Virtual Machines

Authors

Ahmed Al-Hindawi

Tom Frost

Published

March 4, 2023

As a user of FlowEHR you will need to create a virtual machine (VM) within an Azure Workspace in order to access FlowEHR assets within a secure Trusted Research Environment (TRE). The following instructions describe the process of VM creation and access, as well as some initial setup to access a Jupyter notebook once inside the VM.

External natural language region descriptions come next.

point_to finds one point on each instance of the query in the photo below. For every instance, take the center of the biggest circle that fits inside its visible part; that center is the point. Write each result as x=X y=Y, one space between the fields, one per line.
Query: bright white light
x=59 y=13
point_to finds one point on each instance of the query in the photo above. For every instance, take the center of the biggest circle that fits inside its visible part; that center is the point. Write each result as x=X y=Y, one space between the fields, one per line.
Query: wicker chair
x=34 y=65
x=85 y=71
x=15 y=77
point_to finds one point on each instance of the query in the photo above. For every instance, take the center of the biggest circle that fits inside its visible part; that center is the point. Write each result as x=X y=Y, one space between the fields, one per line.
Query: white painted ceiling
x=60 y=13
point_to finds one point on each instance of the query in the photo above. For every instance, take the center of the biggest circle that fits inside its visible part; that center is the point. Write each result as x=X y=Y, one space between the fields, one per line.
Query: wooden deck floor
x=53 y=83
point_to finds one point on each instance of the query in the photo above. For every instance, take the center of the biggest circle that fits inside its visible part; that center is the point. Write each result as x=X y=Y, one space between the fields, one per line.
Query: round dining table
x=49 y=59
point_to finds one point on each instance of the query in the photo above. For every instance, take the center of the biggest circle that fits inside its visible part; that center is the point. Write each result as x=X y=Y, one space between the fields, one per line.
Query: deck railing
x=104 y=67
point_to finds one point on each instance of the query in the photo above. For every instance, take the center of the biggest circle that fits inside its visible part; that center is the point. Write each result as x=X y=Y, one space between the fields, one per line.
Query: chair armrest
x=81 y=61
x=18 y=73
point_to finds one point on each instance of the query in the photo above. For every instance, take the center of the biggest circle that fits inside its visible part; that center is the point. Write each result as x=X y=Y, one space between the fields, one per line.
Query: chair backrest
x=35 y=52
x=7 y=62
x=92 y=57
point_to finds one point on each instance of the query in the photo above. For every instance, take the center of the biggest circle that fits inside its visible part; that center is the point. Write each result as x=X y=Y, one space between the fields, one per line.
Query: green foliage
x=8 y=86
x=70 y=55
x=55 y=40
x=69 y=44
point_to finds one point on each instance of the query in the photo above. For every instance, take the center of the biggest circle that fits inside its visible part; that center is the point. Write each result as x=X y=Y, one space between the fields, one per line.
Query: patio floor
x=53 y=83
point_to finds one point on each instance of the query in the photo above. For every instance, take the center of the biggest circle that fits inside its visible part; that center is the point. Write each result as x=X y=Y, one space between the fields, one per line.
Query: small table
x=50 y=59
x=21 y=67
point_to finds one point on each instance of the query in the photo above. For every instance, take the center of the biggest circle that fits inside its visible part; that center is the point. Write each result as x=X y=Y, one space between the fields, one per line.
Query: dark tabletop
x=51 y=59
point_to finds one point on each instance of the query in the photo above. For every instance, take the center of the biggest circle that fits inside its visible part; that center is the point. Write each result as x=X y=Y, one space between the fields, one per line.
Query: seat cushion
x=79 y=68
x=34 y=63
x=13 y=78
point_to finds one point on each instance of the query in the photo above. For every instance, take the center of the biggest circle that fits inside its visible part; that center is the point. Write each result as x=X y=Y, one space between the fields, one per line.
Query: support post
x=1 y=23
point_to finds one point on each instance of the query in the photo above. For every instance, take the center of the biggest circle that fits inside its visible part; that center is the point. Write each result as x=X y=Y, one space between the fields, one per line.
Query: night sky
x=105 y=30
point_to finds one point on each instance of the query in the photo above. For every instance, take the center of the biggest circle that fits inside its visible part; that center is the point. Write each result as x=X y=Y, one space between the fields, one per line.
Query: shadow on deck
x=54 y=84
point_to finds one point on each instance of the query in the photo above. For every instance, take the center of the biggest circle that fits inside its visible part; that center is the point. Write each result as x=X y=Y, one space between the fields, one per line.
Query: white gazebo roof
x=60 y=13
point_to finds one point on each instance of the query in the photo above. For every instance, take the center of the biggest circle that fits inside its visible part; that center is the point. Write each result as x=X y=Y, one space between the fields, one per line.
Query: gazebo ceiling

This documentation relies heavily upon the official AzureTRE docs which should be consulted before performing the below steps.

1 Creating a new VM

  1. Visit the FlowEHR Azure TRE landing page URL (please request from a member of the team)
  2. Select an appropriate Workspace from the list provided
  3. Under Workspace Services, select the VMs option
  4. Under Resources, you will see any previously created VMs. If there are none, select Create New in the upper right
  5. Select Linux Machine > Create (only option available as of 05/12/2022)
  6. Choose an approriate name and description for the VM and select the desired image.
    • For linux VMs, there are two Ubuntu 18.04 images available. The Data Science variant may have a more relevant selection of packages installed.
  7. Select an approriate VM size from the dropdown menu. If you’re not sure of your requirements, opt for the 2 CPU | 8GB RAM option. You can scale this up later if needed.
  8. Check the box marked Shared storage to enable access to workspace shared storage.
  9. Hit Submit. Your VM will start provisioning and you may need to wait a few minutes.

2 Stopping a running VM

  1. Select the three dots at the upper right of the VM entry under Resources
  2. Select Action > Stop
  3. The VM will be stopped momentarily

3 Starting a stopped VM

  1. Select the three dots at the upper right of the VM entry under Resources
  2. Select Action > Start

4 Connecting to a created VM

  1. Visit the FlowEHR Azure TRE landing page URL
  2. Select an appropriate Workspace from the list provided
  3. Under Workspace Services, select the VMs option
  4. Under Resources, you will see any previously created VMs
  5. Select Connect under the VM you wish to connect to. This launches a separate browser window or tab.

5 Deleting a VM

  1. Select the three dots at the upper right of the VM entry under Resources
  2. Select Action > Stop
  3. When the VM has been deallocated, repeat step 1. and select Delete

6 Installing software within the VM

As the VM is located within a TRE, most outbound internet access is restricted.

6.1 GitHub

Access to repositories hosted on GitHub is restricted. Repositories can be mirrored on an ad-hoc basis to a TRE-accessible Gitea instance, where this documentation can also be found.

You should be supplied with the URL for the Gitea instance during your onboarding. If you have not received the Gitea URL, please request it from member of the team.

6.2 APT packages

The VM has access to software packages via a Nexus mirror

6.3 Python packages via Conda and PyPI

The Nexus mirror provides mirrored access to packages available via conda forge and PyPI via the standard pip install and conda install command line interfaces.

7 Accessing EHR and DICOM data within the TRE

This documentation is accompanied by Jupyter notebook files which provide detailed examples of accessing and viewing EHR and DICOM data from within a Jupyter Lab environment within a TRE VM.

Before launching the notebooks and after following the steps in the above example, install required dependencies within your created virtual environment with

pip install -r requirements.txt

7.1 A note on the data accessible from the TRE

Data provided has gone through an anonymisation step and will not entirely look like the original data due to the removal of PII and consequent structural changes that may appear as a result, such as line break removals.

As such, structural elements of reports such as line breaks or sentence lengths should not be used to generate features as inputs to machine learning models.